Senator Barbara Boxer
Calls for CIA Probe

By Gary Webb and Pamela Kramer
August 29, 1996 issue of the San Jose Mercury News

U.S. Senator Barbara Boxer asked the director of the Central Intelligence Agency on Wednesday to investigate the CIA's apparent role in the sale of cocaine in California by members of a CIA-run guerrilla organization.

Citing a recent Mercury News investigation into the origins of the crack cocaine epidemic in black America, Boxer told CIA Director John Deutch that "even the notion that the U.S. government was involved in trafficking is sickening."

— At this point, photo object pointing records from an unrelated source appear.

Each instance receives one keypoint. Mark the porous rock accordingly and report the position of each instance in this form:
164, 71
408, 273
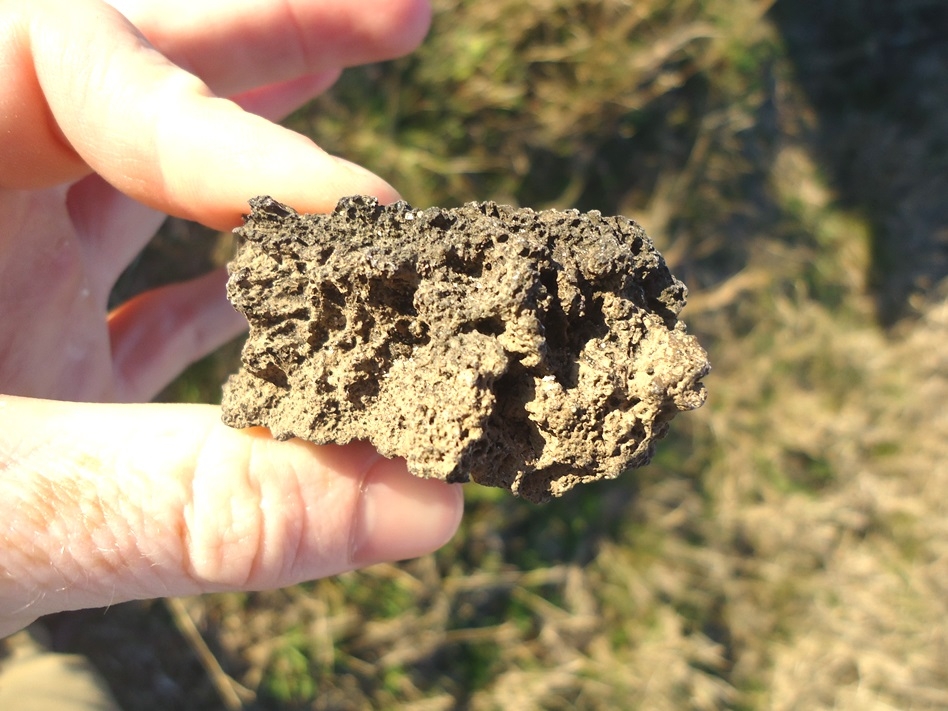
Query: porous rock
527, 350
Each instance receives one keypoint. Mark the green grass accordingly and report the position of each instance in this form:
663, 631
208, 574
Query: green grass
786, 547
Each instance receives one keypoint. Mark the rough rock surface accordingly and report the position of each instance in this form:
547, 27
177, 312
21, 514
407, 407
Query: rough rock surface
527, 350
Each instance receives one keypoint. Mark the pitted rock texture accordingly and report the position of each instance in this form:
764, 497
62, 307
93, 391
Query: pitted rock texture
532, 351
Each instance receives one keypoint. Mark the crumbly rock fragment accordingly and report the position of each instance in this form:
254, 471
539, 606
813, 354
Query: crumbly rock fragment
527, 350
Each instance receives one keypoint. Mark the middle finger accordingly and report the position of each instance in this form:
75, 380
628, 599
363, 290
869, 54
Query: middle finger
238, 45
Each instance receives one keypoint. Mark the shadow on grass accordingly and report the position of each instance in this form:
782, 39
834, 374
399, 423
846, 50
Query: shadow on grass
875, 72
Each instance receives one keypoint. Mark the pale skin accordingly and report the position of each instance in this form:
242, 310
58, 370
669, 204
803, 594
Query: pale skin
111, 118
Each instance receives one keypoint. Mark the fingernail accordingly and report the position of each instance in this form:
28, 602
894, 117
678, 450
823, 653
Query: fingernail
402, 516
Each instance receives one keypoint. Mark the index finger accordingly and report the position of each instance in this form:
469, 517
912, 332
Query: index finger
115, 105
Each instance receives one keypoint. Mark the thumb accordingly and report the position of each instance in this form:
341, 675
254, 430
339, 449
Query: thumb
107, 503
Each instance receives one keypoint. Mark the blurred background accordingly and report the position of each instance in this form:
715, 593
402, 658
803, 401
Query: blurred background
788, 546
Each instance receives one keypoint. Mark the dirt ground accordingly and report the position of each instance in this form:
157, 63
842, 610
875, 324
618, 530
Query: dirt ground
788, 547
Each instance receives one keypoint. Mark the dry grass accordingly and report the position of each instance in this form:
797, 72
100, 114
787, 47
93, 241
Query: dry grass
789, 546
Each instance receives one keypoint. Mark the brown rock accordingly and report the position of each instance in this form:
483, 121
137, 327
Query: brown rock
527, 350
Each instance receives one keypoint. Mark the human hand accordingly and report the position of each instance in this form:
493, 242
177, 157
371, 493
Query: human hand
102, 131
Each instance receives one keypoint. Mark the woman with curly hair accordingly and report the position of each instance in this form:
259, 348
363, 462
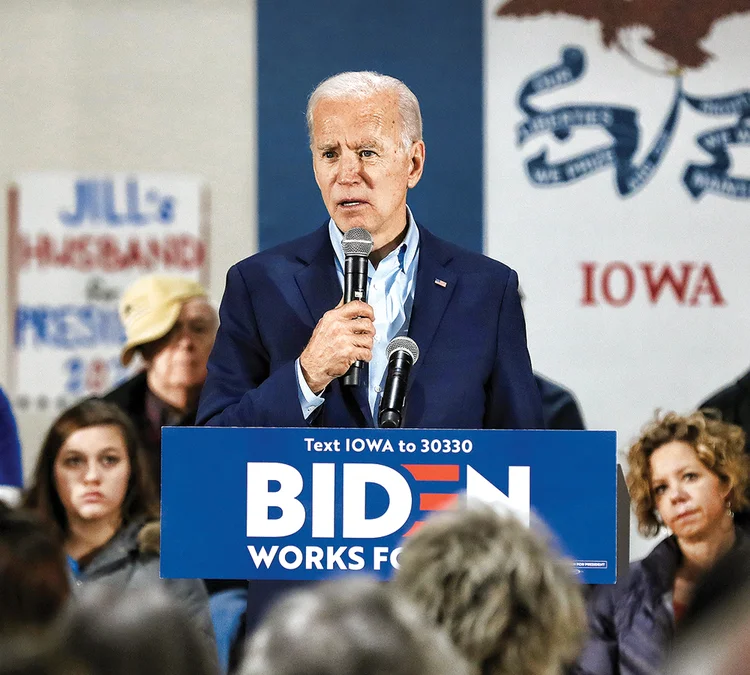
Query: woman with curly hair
688, 473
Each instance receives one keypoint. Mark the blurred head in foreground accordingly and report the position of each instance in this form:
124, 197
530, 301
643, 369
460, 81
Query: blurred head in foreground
349, 627
34, 584
509, 603
141, 632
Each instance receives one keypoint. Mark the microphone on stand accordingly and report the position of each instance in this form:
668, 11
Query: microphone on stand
357, 244
402, 353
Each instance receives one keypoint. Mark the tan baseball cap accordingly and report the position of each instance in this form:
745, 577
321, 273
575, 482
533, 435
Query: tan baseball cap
150, 306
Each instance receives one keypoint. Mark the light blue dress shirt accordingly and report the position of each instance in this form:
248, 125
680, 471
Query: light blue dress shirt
390, 292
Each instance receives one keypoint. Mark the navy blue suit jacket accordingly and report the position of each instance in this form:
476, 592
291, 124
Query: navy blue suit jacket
473, 371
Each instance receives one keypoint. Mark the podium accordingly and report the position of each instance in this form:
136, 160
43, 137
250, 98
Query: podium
312, 504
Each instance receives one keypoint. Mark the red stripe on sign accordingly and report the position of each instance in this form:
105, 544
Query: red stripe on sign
436, 502
447, 472
414, 528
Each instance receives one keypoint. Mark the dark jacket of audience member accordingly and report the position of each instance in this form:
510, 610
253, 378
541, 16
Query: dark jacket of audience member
633, 623
114, 633
130, 560
34, 581
733, 402
559, 406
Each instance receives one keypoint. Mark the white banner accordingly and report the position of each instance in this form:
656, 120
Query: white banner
77, 241
618, 185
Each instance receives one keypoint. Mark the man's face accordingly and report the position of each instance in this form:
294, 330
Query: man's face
361, 169
179, 358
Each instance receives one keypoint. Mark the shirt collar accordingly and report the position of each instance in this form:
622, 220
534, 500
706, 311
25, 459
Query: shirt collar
406, 252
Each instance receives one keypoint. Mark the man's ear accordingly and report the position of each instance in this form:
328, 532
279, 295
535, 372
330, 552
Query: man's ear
416, 167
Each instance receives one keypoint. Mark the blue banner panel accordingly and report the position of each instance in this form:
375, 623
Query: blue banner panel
316, 503
434, 46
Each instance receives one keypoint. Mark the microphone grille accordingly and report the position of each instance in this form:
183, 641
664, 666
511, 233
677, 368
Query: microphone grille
357, 241
405, 344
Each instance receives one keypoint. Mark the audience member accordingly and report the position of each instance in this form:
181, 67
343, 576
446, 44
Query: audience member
733, 402
169, 321
508, 602
10, 453
91, 483
715, 628
144, 632
348, 627
688, 473
559, 406
34, 583
733, 405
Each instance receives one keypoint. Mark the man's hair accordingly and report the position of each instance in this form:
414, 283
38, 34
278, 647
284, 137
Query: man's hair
34, 583
349, 627
509, 603
43, 497
720, 446
364, 84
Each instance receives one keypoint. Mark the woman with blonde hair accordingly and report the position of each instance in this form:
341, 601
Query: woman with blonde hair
688, 473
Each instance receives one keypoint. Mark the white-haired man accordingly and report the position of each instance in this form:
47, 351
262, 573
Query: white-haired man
285, 337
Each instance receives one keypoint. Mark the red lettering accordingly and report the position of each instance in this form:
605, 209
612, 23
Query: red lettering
655, 284
589, 268
629, 279
707, 284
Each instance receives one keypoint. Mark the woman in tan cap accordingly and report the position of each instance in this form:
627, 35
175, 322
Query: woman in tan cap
169, 321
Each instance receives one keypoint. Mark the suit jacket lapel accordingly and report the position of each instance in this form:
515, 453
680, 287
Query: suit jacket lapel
435, 285
317, 281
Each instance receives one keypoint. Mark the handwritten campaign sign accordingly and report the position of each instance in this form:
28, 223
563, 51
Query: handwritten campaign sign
76, 242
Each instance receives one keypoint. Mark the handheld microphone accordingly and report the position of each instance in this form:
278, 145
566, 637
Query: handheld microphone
357, 244
402, 353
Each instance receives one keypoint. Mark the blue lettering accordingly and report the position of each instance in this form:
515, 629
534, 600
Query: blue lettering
68, 326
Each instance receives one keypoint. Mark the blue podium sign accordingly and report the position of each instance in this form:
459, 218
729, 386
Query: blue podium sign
253, 503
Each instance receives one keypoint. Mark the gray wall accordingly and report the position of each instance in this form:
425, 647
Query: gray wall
134, 85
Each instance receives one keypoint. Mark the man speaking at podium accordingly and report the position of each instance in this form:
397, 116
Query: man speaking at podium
286, 338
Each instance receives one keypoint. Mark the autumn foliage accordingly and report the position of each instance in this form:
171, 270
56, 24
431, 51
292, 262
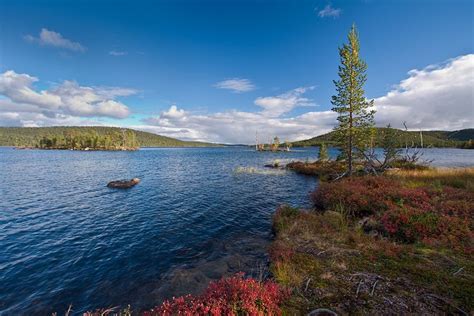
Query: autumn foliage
429, 214
229, 296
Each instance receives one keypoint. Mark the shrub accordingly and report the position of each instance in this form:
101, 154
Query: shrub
422, 214
229, 296
359, 196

Mark Mansfield, a spokesman for the CIA, said Deutch was out of town and "has not yet received a letter from Sen. Boxer on this matter. He will, of course, respond after he's had an opportunity to review it."

Mansfield said the CIA was not currently looking into the situation because "charges of CIA involvement in such an operation are simply without merit. The CIA neither engages in nor condones narcotics trafficking."

The Mercury News' three-part series, which ran last week, showed how cocaine dealers working for the CIA's Nicaraguan Democratic Force (FDN) helped spawn a crack cocaine epidemic by selling massive amounts of cut-rate coke to the gangs of South Central Los Angeles throughout much of the 1980s.

The head of the drug ring's Southern California operation, a former Nicaraguan government official named Danilo Blandon, has admitted in federal court testimony that he and other exiles began selling drugs in black L.A. neighborhoods in 1982 to help finance the CIA's army, known in the U.S. as the Contras....

It is the second time in recent weeks that the CIA has been asked to look into apparent involvement by CIA operatives in drug smuggling and gun running.

The CIA's Inspector General announced on Aug. 6 that it would conduct an internal inquiry into an air base in Mena, Arkansas that was reportedly used in the mid-1980s to fly guns to the Contras, and drugs into Louisiana. The base, according to former National Security Council staffer Roger Morris, was run by a CIA and DEA informant named Barry Seal, who was murdered by Colombian gunmen in Baton Rouge in 1986.

Morris, who wrote a book on the topic recently, said in an interview that the CIA opened up a weapons-making facility near Mena, which provided guns to the Nicaraguan anti-Communists. The Inspector General's inquiry into Mena was requested by Rep Jim Leach, R-Iowa.

Boxer, in an interview, defended her decision to ask the CIA to investigate itself, saying that CIA director Deutch had promised to "change the culture" of the spy agency when Clinton appointed him in 1995.

"If they (the CIA) don't want to do it, there's always the possibility that the Congress will," Boxer said. But she said she was convinced Deutch shared her opinion that it was time to "clear the decks"' at the CIA.

"No one has ever really evaluated the role of the CIA in the post-Cold War period," Boxer said, noting that the Mercury News' investigation provided "a good place to start. I want to get to the bottom of this."